The Dial-A-Teacher Program, a joint project of the United Federation of Teachers and the New York City Department of Education, has been in operation for more than 35 years. It began in January 1980 as a pilot program in 17 schools in eight districts. Five teachers, one of whom was proficient in Spanish, were hired to field students’ homework questions. Students throughout the city soon realized it was a place to call if they were stumped by a homework question.
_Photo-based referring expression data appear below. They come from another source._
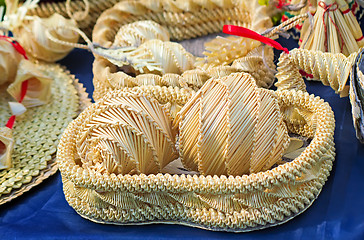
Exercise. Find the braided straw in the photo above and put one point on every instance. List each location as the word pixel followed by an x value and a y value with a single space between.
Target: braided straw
pixel 9 61
pixel 183 19
pixel 125 133
pixel 240 203
pixel 85 23
pixel 331 69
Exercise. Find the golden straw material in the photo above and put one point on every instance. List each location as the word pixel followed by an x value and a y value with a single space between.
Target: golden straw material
pixel 9 60
pixel 223 51
pixel 38 86
pixel 172 98
pixel 136 33
pixel 183 19
pixel 231 127
pixel 32 31
pixel 96 7
pixel 288 76
pixel 331 69
pixel 333 31
pixel 125 133
pixel 32 36
pixel 241 203
pixel 37 132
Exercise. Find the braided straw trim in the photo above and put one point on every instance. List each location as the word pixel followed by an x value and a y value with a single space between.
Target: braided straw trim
pixel 214 202
pixel 331 69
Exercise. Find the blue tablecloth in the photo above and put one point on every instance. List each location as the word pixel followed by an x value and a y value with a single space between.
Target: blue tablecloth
pixel 338 212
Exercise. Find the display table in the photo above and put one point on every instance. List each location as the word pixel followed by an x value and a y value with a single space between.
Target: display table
pixel 338 212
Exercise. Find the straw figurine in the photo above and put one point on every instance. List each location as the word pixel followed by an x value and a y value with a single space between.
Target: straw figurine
pixel 335 29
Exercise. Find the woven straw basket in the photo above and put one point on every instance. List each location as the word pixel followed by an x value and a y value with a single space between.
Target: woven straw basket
pixel 224 203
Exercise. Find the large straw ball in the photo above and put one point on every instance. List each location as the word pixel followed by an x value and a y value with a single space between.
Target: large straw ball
pixel 231 127
pixel 9 61
pixel 124 133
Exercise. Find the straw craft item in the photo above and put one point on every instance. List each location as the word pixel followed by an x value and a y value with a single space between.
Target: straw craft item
pixel 335 29
pixel 46 9
pixel 333 70
pixel 241 131
pixel 9 61
pixel 37 132
pixel 229 203
pixel 182 20
pixel 125 133
pixel 31 31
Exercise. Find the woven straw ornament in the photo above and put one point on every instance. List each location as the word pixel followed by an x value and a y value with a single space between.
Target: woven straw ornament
pixel 231 127
pixel 6 147
pixel 38 86
pixel 9 60
pixel 125 133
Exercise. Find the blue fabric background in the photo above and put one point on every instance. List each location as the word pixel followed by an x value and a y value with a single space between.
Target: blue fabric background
pixel 338 212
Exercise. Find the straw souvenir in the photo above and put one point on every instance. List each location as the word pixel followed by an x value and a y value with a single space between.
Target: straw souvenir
pixel 202 18
pixel 215 202
pixel 9 60
pixel 36 132
pixel 335 29
pixel 216 137
pixel 32 31
pixel 333 70
pixel 68 8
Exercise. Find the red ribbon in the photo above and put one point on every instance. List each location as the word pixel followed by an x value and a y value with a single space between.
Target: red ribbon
pixel 244 32
pixel 23 92
pixel 24 85
pixel 327 8
pixel 15 44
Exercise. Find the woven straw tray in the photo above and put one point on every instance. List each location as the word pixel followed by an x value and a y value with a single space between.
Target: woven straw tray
pixel 37 133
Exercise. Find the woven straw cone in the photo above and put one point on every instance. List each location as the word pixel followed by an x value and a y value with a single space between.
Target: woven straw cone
pixel 125 133
pixel 136 33
pixel 182 22
pixel 183 19
pixel 37 133
pixel 47 8
pixel 9 60
pixel 240 131
pixel 240 203
pixel 331 69
pixel 32 36
pixel 6 147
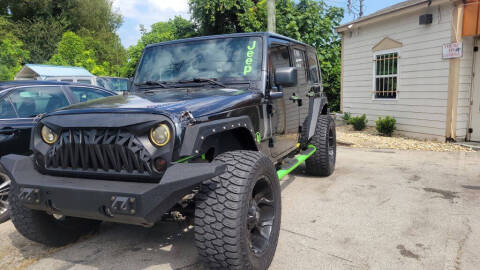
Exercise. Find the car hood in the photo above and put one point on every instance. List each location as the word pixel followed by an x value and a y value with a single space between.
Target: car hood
pixel 198 101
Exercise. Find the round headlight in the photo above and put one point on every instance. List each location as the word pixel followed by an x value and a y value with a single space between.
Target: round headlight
pixel 160 135
pixel 48 135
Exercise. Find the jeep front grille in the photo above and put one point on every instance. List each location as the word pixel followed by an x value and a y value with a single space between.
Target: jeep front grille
pixel 108 150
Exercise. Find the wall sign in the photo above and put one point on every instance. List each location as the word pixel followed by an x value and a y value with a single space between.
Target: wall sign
pixel 452 50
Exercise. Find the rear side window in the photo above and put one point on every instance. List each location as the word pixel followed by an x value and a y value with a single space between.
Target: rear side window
pixel 32 101
pixel 6 110
pixel 300 64
pixel 85 94
pixel 314 70
pixel 279 56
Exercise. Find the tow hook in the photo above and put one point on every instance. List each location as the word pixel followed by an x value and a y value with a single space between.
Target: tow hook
pixel 123 205
pixel 29 195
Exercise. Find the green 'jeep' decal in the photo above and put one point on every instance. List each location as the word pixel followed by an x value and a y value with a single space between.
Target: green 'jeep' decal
pixel 248 62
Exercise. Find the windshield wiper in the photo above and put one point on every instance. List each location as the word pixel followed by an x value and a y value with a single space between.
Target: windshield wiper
pixel 212 81
pixel 153 83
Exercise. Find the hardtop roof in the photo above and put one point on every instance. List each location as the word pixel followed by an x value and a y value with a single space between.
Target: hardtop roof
pixel 251 34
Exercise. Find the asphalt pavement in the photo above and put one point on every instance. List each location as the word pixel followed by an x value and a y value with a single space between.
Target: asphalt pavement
pixel 381 209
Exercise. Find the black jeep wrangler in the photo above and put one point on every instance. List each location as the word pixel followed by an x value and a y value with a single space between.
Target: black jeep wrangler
pixel 210 127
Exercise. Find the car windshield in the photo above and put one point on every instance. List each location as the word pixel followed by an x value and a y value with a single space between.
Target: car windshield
pixel 114 84
pixel 222 59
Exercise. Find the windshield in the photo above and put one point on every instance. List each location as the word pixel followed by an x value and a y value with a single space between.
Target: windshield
pixel 227 58
pixel 114 84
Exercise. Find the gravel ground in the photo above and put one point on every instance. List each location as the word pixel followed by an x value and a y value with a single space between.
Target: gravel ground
pixel 369 138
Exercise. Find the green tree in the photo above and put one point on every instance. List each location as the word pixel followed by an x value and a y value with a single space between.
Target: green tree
pixel 312 22
pixel 40 36
pixel 71 51
pixel 219 16
pixel 175 28
pixel 12 55
pixel 40 24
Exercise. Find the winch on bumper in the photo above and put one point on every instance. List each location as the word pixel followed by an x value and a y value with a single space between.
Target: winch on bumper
pixel 116 201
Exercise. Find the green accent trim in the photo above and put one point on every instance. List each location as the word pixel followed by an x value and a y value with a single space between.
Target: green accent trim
pixel 184 159
pixel 258 137
pixel 300 160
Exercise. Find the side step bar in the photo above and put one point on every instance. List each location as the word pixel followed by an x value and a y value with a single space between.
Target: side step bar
pixel 296 161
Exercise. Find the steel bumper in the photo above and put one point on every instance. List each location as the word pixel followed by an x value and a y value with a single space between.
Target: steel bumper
pixel 116 201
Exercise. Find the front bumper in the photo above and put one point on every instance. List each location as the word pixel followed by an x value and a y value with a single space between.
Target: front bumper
pixel 116 201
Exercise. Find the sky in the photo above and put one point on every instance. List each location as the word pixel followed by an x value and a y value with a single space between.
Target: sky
pixel 148 12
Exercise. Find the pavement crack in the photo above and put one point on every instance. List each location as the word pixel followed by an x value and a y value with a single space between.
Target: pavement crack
pixel 446 194
pixel 461 244
pixel 300 234
pixel 407 253
pixel 384 201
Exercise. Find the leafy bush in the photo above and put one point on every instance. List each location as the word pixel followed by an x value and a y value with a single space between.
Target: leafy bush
pixel 386 125
pixel 359 122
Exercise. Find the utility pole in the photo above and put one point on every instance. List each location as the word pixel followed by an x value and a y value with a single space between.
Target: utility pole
pixel 353 8
pixel 271 16
pixel 360 14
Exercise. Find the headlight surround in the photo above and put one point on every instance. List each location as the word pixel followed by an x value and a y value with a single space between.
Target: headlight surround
pixel 48 136
pixel 160 135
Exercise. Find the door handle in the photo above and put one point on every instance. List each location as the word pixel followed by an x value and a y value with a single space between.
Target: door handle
pixel 276 95
pixel 294 98
pixel 8 131
pixel 297 99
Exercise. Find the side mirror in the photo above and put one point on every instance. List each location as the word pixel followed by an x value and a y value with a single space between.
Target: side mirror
pixel 286 76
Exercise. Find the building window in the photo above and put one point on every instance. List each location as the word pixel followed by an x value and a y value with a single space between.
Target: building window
pixel 386 75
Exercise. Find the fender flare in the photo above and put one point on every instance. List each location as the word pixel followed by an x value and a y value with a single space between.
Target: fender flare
pixel 196 135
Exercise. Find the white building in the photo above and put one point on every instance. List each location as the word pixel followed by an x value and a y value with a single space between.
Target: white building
pixel 415 61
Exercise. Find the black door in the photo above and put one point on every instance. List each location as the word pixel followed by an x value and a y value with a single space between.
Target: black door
pixel 8 126
pixel 27 103
pixel 284 116
pixel 305 84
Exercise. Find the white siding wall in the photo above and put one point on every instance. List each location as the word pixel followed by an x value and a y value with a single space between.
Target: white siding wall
pixel 465 86
pixel 421 105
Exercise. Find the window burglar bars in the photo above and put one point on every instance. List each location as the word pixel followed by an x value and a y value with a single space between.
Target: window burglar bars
pixel 386 75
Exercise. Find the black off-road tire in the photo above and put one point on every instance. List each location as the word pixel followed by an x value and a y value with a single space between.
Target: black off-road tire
pixel 322 162
pixel 223 213
pixel 43 228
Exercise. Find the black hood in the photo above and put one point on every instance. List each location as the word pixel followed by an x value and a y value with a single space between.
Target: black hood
pixel 198 101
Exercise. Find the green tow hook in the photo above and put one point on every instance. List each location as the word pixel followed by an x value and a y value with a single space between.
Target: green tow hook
pixel 300 159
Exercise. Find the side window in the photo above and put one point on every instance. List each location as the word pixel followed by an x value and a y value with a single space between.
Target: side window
pixel 314 70
pixel 32 101
pixel 278 57
pixel 85 94
pixel 84 81
pixel 6 110
pixel 300 64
By 1986, the program had expanded to include all elementary schools, thanks to funding from the City Council. The program provides free homework assistance for parents and students directly over the telephone, from Monday through Thursday, from 4 to 7 p.m. The teachers who answer the phones average over 20 years of experience per person in the New York City public school system. The program starts when school opens in September and continues throughout the school year.
The staff consists of approximately 50 teachers, one program coordinator, one field coordinator, one administrative assistant, and office assistants. Many of the teachers are bilingual, so Dial-A-Teacher is able to assist parents and students in 10 languages, including Armenian, Bengali, Chinese, English, French, Haitian-Creole, Korean, Russian, Spanish and Tagalog.
Over the years, the Dial-A-Teacher program has expanded and now includes teachers proficient in all secondary school subjects so that calls can be handled whatever the subject, in grades from K–12.
DAT teachers never give students the answers to homework problems. Concepts are re-taught over the phone so a student fully understands the topic and the problem. DAT gives students the opportunity to talk one-on-one with a teacher in a way that the average classroom, with more than 26 students per class (and up to 33 students in middle school and 34 in high school), may not allow.
Most calls come from students, but approximately 15% of calls come from parents. Sometimes parents will call to have a concept or directions explained to them so they can be er help their children with homework. DAT is so successful because of its simplicity: A child or a parent with a question finds homework help available with one simple phone call.